/tajik-to-persian-transliteration

Tajik-to-Persian transliteration project

Primary LanguageJupyter Notebook

Tajik-to-Persian transliteration

A Tajik-to-Persian transliteration project. It includes:

  • Tajik-Persian parallel corpus;

  • 2 (best) trained models;

  • aligning algorithms;

  • implementation of the best model.

/data

Text data in the Tajik-Persian parallel corpus was matched algorithmically. It is NOT preprocessed. Both full and segmented texts are given. You can find the overview of the dataset in /data/data_overview.ipynb.

There are:

  • ~ 101 thousand pairs of bayts (couplets);

  • ~ 24 thousand pairs of sentences;

  • ~ 50 thousand pairs of single words.

/tg2fa_match

The aligning algorithms can be found here (with examples).

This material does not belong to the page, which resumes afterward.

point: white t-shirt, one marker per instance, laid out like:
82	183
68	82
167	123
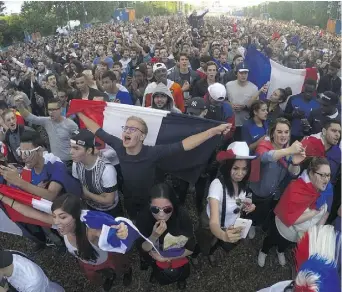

from tg2fa_match import ParallelText, match_words

>>>tg = 'Фориғ зи умеди раҳмату бими азоб'
>>>fa = 'فارغ ز امید رحمت و بیم عذاب'
>>>matched = ParallelText(match_words(tg, fa))
>>>matched
--------------------------------------------
Фориғ |зи |умеди |раҳмату |бими |азоб                  
فارغ  |ز  |امید  |رحمت و  |بیم  |عذاب  
 1.0  |1.0 |1.0  |1.0   |1.0  |1.0
--------------------------------------------

/models

Look here for the training .ipynb documents and trained models.

While the LSTM-based model gives slightly better results, it is ~50 times slower than Transformer-based model. So the latter is implemented. It shows a Levenshtein ratio of 0.988.

/tg2fa_translit

The implementation of the best Tajik-to-Persian transliteration model.

It can be downloaded with pip:

Installation

pip install tg2fa_translit

Dependency

  • numpy
  • torch (CPU is OK!)

API

from tg2fa_translit import convert

tg_text = 'То ғами фардо нахӯрем!'
fa_text = convert(text)
print(fa_text)
'تا غم فردا نخوریم!'
# Depending on your setup, the resulting string can be displayed incorrectly.